We’re getting a lot of repeated themes and posts lately… These particular posts often strike me as, reactionary, upon only realizing the cut they take after a few sales. Although I am not suggesting this is what happened in your case.
I’ve had over a decade of experience working as a freelancer (on and off over the last 20 years.) I was working freelance long before Fiverr or any of these sites. And they are a god-send in many ways.
In the service industry (and especially with very large clients) They can take 30-60 days to pay on an invoice (at least in my country and in my personal and extended experience), and with that you may have to chase them. With Fiverr you know you’re paid already, and just have to wait, what is in fact a very reasonable period. I’ve even had clients who didn’t pay in full or I had to chase for several months, it can be a pain and take extra time from your actual work.
I’m lucky now though as I’ve many clients who pay on delivery of the content, but there are still some of the larger agencies and companies that have to pass the invoice onto the finance department who pay out on all invoices on day-x of every month. I make some pay 50% up-front if they are an unknown entity to me, but that can also be a deal-breaker. So, all of this is why platforms that hold the money for x period and then pay you are win-win. You don’t have to chase and you can plan as you know how your cashflow is going to be.
As for the 20%. Agents take a cut, Publishers take a cut, it;s all standard as they are all providing a service themselves. Advertising costs money too, if you do all your business out of your own website, that costs in hosting and the SEO and time required to drive business to your site. ALL of that is handled on a storefront platform like this.
If 20% is too much for all of the above, then try to do it without Fiverr and see how it goes for a while. As a new startup it’s very tough to get rolling, especially in this gig economy. I’d rather give up 20% of something than 0% of nothing, which is what I’d get from Fiverr if I didn’t use their service too.
If you’ve not budgeted for the 20%, and it makes the work unfeasible, then price at a higher rate, or bear with the current rate until the time is right to price higher. There are workarounds. For example, if you were a voice actor working for 100 words for $5, then offer 80 words for $5, that way you’re working less for the same money and it should balance out. It’s not unethical either, you’re just adjusting your rates to factor for an unanticipated overhead, it’s business at the end of the day, not charity.

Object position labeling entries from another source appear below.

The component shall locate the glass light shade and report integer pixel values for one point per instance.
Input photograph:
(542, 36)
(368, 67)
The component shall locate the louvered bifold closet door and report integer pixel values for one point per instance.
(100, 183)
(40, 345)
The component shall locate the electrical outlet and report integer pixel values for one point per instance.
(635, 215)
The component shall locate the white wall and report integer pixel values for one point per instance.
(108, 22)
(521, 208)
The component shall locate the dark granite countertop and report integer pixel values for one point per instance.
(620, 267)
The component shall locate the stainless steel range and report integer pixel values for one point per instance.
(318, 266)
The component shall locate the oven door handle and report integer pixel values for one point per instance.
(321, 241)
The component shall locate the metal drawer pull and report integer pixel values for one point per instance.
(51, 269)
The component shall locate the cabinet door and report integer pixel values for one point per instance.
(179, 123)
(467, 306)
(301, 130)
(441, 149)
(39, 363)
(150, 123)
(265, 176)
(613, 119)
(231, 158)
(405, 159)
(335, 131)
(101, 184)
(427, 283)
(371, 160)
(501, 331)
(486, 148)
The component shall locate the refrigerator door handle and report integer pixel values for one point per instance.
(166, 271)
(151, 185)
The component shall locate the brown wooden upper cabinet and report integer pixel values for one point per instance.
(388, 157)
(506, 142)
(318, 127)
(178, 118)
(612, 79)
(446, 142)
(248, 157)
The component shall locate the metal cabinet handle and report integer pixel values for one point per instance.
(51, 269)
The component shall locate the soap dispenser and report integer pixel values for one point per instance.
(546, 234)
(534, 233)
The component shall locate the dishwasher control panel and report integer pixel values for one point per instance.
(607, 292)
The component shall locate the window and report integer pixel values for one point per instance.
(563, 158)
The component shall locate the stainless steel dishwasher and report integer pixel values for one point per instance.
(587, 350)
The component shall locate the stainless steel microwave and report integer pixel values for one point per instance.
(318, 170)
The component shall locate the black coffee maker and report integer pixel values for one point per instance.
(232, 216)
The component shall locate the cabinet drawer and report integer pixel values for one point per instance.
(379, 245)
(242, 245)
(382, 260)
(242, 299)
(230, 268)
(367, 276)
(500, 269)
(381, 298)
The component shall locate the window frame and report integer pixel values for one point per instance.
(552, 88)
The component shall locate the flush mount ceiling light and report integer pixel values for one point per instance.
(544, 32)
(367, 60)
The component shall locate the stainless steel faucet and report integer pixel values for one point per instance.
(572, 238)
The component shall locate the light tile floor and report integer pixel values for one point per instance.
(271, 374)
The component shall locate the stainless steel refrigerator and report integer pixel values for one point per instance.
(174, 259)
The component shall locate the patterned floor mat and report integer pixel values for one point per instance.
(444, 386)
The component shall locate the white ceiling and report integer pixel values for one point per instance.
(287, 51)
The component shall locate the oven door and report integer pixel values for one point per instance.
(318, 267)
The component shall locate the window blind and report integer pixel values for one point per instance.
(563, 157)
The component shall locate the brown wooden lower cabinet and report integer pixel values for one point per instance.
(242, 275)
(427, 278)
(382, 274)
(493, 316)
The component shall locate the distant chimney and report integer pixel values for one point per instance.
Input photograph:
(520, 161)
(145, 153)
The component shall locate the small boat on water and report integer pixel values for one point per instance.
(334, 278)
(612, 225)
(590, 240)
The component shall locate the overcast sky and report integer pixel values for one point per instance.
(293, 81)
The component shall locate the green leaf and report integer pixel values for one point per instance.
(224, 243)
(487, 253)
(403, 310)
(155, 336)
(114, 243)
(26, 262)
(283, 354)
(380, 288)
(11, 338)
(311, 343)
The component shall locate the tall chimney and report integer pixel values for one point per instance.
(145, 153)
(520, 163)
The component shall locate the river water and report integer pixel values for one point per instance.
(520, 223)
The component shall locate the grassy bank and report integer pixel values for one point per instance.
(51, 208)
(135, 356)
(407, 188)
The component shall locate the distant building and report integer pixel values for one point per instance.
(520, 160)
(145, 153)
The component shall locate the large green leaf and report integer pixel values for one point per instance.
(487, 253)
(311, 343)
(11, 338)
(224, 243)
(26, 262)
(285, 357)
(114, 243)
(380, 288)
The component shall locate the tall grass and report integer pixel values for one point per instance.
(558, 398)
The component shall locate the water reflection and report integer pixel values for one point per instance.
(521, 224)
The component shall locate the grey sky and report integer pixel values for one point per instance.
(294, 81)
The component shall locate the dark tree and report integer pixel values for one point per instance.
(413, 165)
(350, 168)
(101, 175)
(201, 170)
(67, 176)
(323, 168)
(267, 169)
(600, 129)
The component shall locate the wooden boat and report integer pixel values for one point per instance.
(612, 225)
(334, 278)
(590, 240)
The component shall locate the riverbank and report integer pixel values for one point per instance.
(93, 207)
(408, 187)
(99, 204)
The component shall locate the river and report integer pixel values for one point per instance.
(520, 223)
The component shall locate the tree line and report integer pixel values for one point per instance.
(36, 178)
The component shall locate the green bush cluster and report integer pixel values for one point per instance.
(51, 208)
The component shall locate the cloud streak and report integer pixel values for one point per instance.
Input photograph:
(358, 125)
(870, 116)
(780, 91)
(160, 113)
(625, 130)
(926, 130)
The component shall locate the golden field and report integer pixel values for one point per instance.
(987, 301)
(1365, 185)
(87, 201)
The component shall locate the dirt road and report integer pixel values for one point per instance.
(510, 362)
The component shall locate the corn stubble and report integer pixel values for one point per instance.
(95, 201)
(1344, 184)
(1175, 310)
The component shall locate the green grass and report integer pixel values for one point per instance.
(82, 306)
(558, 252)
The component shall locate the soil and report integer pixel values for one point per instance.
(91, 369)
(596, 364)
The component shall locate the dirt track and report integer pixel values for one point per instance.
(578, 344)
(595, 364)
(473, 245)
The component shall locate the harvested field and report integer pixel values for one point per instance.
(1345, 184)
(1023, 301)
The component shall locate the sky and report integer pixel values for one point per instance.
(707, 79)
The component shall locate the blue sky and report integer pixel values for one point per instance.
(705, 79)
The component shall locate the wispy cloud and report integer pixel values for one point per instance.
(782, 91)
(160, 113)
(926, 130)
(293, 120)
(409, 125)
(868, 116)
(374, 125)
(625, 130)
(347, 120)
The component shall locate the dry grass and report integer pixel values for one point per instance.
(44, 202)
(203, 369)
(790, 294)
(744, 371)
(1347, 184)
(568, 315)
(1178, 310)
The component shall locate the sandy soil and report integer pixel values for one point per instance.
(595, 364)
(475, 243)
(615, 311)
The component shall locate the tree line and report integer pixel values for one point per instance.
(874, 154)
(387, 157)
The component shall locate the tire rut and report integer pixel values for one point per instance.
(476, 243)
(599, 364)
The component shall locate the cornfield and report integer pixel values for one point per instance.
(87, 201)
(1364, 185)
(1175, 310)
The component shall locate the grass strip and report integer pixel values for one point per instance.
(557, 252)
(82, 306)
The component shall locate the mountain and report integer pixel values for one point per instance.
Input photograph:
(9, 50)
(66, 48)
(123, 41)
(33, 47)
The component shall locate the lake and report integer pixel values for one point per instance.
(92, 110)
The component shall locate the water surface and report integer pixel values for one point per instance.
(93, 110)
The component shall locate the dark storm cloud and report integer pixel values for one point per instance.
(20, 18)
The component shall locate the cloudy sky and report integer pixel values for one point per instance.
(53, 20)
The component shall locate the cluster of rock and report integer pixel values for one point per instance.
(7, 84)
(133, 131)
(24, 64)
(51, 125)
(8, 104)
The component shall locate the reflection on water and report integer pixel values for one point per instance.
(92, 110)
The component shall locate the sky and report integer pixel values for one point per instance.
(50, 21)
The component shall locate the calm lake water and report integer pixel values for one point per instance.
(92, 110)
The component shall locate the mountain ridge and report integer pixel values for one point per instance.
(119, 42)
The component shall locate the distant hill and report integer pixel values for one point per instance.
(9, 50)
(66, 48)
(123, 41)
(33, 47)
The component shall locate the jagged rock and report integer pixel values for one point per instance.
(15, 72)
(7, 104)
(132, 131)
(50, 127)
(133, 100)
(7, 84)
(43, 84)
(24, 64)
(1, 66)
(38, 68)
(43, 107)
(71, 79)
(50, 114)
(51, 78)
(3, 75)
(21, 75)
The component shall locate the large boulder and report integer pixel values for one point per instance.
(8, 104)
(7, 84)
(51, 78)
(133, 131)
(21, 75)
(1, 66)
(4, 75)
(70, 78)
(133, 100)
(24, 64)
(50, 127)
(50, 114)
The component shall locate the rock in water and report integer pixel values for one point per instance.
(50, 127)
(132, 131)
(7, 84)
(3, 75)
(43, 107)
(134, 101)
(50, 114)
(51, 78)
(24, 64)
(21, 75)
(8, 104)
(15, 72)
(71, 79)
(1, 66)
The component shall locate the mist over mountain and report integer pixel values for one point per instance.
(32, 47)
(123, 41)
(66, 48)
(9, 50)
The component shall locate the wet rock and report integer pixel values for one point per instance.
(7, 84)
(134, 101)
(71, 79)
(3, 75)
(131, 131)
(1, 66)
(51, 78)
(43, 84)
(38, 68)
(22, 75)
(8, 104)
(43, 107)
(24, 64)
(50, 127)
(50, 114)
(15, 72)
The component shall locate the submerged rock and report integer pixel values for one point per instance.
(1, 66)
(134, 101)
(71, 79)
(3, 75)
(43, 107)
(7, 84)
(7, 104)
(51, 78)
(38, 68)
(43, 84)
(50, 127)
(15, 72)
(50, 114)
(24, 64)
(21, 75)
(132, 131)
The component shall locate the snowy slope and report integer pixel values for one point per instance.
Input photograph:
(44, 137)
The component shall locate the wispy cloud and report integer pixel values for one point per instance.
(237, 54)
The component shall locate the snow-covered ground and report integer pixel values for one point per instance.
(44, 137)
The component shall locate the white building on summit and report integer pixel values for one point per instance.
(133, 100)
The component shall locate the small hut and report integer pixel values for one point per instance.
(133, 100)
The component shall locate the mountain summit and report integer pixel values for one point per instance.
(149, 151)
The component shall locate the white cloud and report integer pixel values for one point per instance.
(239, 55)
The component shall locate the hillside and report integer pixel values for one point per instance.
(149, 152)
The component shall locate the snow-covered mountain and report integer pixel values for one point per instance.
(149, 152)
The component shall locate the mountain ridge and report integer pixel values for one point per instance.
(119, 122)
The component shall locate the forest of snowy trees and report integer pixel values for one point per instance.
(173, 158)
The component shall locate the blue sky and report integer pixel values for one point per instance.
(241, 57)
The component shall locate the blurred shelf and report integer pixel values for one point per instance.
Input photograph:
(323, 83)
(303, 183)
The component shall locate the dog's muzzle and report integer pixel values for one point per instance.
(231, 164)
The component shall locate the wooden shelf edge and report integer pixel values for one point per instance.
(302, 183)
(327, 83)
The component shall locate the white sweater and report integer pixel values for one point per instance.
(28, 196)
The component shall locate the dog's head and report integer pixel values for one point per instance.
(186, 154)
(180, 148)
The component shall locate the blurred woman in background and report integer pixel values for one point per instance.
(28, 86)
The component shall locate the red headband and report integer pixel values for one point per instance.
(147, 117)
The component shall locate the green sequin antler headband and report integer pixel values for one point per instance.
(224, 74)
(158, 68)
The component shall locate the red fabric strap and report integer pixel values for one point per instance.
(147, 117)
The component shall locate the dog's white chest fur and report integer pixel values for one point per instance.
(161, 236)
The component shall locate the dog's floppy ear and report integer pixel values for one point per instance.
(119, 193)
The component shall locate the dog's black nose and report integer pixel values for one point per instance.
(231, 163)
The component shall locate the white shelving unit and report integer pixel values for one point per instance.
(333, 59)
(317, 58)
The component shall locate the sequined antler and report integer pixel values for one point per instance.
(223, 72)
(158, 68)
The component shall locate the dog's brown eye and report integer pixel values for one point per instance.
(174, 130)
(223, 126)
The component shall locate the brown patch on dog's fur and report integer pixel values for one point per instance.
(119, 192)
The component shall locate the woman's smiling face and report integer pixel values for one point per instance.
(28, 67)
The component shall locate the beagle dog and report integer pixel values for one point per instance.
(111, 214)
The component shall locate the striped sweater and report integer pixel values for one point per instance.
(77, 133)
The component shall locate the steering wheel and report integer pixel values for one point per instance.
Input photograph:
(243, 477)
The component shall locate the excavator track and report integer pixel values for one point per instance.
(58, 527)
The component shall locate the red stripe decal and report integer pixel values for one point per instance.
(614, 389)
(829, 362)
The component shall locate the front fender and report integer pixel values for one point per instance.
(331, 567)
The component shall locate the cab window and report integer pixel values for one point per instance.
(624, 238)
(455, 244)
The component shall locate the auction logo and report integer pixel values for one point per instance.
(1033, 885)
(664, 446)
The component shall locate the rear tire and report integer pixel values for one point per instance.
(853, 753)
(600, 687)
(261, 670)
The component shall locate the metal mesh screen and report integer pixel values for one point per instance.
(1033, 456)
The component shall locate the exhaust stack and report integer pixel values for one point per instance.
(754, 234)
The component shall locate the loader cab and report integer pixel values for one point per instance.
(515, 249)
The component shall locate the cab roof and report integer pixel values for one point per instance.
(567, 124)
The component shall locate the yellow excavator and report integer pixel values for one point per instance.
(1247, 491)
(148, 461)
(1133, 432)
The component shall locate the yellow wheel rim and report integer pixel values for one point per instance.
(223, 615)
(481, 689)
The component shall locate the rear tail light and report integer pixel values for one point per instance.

There are probably lots of suggestions and much more to discuss, but all-in-all, Fiverr -whilst I don’t agree with all they do in respect to extra fees, or taking a cut of tips (imagine if restaurants did that, well, none that I ever worked in dipped into the tip jar, as it was for the servers - but I digress) for example- the 20% and the 14 day hold are fair, upfront and I have no issue with them, and if they make some interest in the meantime whilst it is in escrow, more power to them - Wish I’d thought of setting up a site like this back in the late 90s! I’d be like Scrooge McDuck by now.